NO SECRET SO CLOSE excerpt #29, by Claire Dorotik

NO SECRET SO CLOSE is the story of a the most unthinkable betrayal humanly possible — at only 24 years old, Claire Dorotik’s father has been murdered, her mother arrested, and now, in a sinister twist of fate, Claire’s mother points the finger at Claire, accusing her of killing her own father. Battling the feelings of loss, abandonment, terror, and dissociation, and also learning about them, Claire struggles to stay in her master’s program for psychotherapy. However, when Claire’s brothers also betray her and side with her mother, Claire is left all alone to care for the 18 horses she and her mother owned. As the story unfolds, what is revealed is the horses’ amazing capacity for empathy in the face of human trauma, and the almost psychic ability to provide the author with what had been taken from her. Arising from these horrifying circumstances, the most unthinkable heroes — the horses — show Claire that life is still worth living.

Excerpt #29 from NO SECRET SO CLOSE:

In the end, it was she who made the first move. Stepping up to the car, she handed me a piece of paper. “Claire, your dad’s not back from his run,” she said, her voice trembling. “You need to call the police sergeant right away.
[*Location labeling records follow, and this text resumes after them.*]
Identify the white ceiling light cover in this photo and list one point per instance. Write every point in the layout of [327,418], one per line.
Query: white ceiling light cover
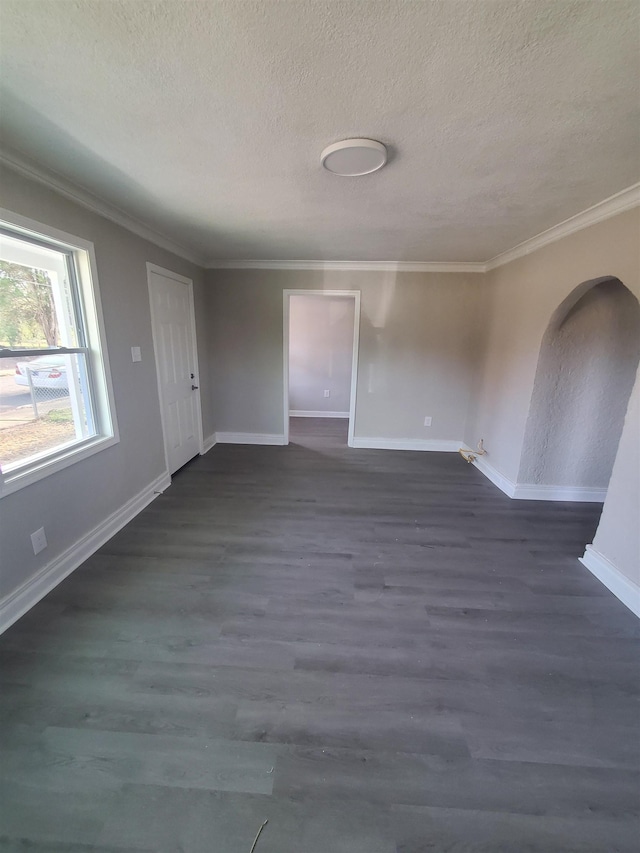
[353,157]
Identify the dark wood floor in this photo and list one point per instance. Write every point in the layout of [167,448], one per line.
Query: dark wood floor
[377,651]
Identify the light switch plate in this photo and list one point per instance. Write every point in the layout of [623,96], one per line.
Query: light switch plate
[38,540]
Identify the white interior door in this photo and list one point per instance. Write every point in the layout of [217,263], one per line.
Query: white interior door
[174,342]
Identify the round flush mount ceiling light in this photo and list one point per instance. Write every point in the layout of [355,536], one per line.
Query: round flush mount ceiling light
[353,157]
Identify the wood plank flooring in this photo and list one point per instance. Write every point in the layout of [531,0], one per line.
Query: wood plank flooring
[377,651]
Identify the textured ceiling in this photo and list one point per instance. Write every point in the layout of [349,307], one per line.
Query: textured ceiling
[206,119]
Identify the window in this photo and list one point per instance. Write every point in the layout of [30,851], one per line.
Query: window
[55,397]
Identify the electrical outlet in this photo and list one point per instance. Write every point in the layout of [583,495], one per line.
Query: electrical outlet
[38,540]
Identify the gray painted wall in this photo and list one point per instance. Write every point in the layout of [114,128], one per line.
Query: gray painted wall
[519,301]
[585,374]
[463,349]
[419,343]
[320,352]
[72,502]
[618,534]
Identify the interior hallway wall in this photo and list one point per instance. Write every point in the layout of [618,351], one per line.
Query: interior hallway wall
[320,352]
[419,341]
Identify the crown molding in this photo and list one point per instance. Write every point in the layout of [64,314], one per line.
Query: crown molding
[624,200]
[24,166]
[371,266]
[620,202]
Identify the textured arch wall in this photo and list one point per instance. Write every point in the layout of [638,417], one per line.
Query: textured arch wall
[585,374]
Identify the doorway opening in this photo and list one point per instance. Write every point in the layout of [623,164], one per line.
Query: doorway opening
[321,334]
[586,371]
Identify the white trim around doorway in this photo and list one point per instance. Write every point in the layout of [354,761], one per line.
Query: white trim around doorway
[354,294]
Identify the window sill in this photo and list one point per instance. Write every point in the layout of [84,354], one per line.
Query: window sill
[20,479]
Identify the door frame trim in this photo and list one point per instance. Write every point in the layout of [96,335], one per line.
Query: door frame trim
[353,294]
[154,268]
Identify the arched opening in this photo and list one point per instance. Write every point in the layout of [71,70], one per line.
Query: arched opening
[586,371]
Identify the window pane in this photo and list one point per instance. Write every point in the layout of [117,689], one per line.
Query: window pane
[36,305]
[45,406]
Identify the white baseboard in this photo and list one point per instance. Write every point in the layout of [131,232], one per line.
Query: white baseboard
[535,492]
[580,494]
[503,483]
[16,604]
[208,443]
[299,413]
[249,438]
[626,590]
[437,445]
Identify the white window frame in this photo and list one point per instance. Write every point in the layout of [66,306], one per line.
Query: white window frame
[103,404]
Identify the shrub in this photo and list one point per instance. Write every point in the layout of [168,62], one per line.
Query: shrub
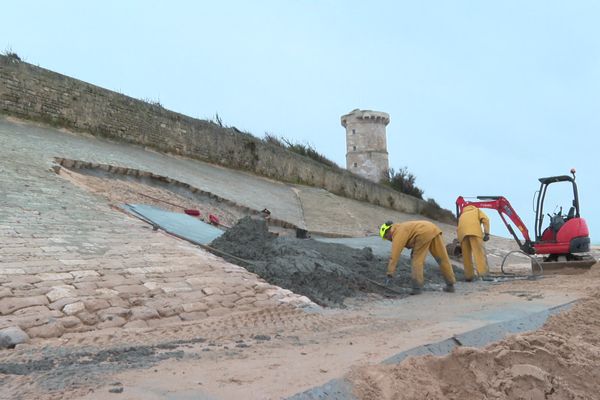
[403,181]
[305,150]
[11,54]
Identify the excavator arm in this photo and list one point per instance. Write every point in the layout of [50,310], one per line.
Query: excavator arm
[502,205]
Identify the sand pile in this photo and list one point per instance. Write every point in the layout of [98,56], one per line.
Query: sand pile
[559,361]
[327,273]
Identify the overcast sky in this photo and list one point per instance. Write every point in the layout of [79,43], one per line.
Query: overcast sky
[484,97]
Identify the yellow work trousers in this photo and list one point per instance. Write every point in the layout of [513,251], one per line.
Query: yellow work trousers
[472,247]
[438,250]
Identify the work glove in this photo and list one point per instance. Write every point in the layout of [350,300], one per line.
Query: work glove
[388,279]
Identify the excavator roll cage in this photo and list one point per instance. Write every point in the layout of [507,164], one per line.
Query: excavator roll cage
[565,234]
OK? He wants to know Bob’s running routes.” On the paper, she had scribbled the name, Sergeant Brady, and a phone number.

I had run with my dad enough to know there could only be one reason he hadn’t returned. He’d been hurt. My body went numb with the thought of what, or who, might have overtaken him. I had felt that strangeness in the area any number of times while running, and knew he had too. We’d never exactly spoken about our fears. But we had all kinds of names for the strange types we’d see while running.

It could have been me, was all I could think. Why him and not me? I would have been an easier target, certainly.

The panic suddenly kicked me back to life, and I raced up the stairs and through the house to the kitchen. With one hand on the sliding glass door out to the back deck, I picked up the phone and held the receiver to my ear with my shoulder as I dialed the number.

“This is Sergeant Brady,” a soft voice answered.

“Um, my mom told me to call you?” I said.

“Is this Claire?”

“Yes.” My voice wavered.

“We’re trying to find your father, Claire.” He sounded kinder than I would have imagined a detective to be. I pictured a genteel man in his late forties. “Can you tell me all of the routes he may have run?”

I pulled one of the dining table chairs close and sat down. Carefully, I went through all of the possible routes. “Well, it’s Sunday, so he may have added on the 4.1 down toward the lake, or he could have gone to the other end of Lake Wohlford Drive to add on 2.4.”

“Okay, there are detectives down toward the lake. Would he maybe have gone off the road?” he asked, “You know, onto the trail?”

“No, he didn’t really like to run on the trails. He would have stuck to the road. He might have been feeling good and run a bit past the Café, though. I could see him doing that.”

The 4.1 mile route toward the lake that my father had mapped out went to the 2nd telephone pole past the five-mile marker on the side of the road, and the Lake Wohlford Café that overlooked the lake was 3.2 miles out, creating a round trip of 6.4 miles, just over the distance of a 10k, or 6.2 miles.

“Okay,” he said. “We’ll look that way again, then. Thank you, Claire.”

“Can I go with you?” I asked. There was a pause at the other end of the line. My father and I had run together many times. In fact, we’d just run a marathon together the weekend before, still, it was hard to predict where he might have headed and I somehow felt I might think more clearly, might be able to give Sergeant Brady more direction, if I could see the curves of the road, the trees, the lake, all of the things my dad would have seen while running. Being runners, we had shared the feeling that sometimes the way a place looks would move us to run in a different direction, or farther than we’d thought we could. It was hard to describe; it could be the way the light was falling through the trees, a certain crispness in the air, or just the way the road opened up, and we would find ourselves wanting to press on farther. It was a sense of exploration, that my father and I both shared through our running — a desire to see differently, to experience things differently, to be different.

And we were different, he and I. My dad had been a high school football star in Texas at a time when injuries like dislocated shoulders were not a reason to stop playing. You just get back in the game. Running track in high school, a scratched cornea and a patch over my eye were not reason for me to miss practice either. I had no depth perception and would have to live with the name “Cyclops” that my teammates chided me with for years after, but you just get back in the game.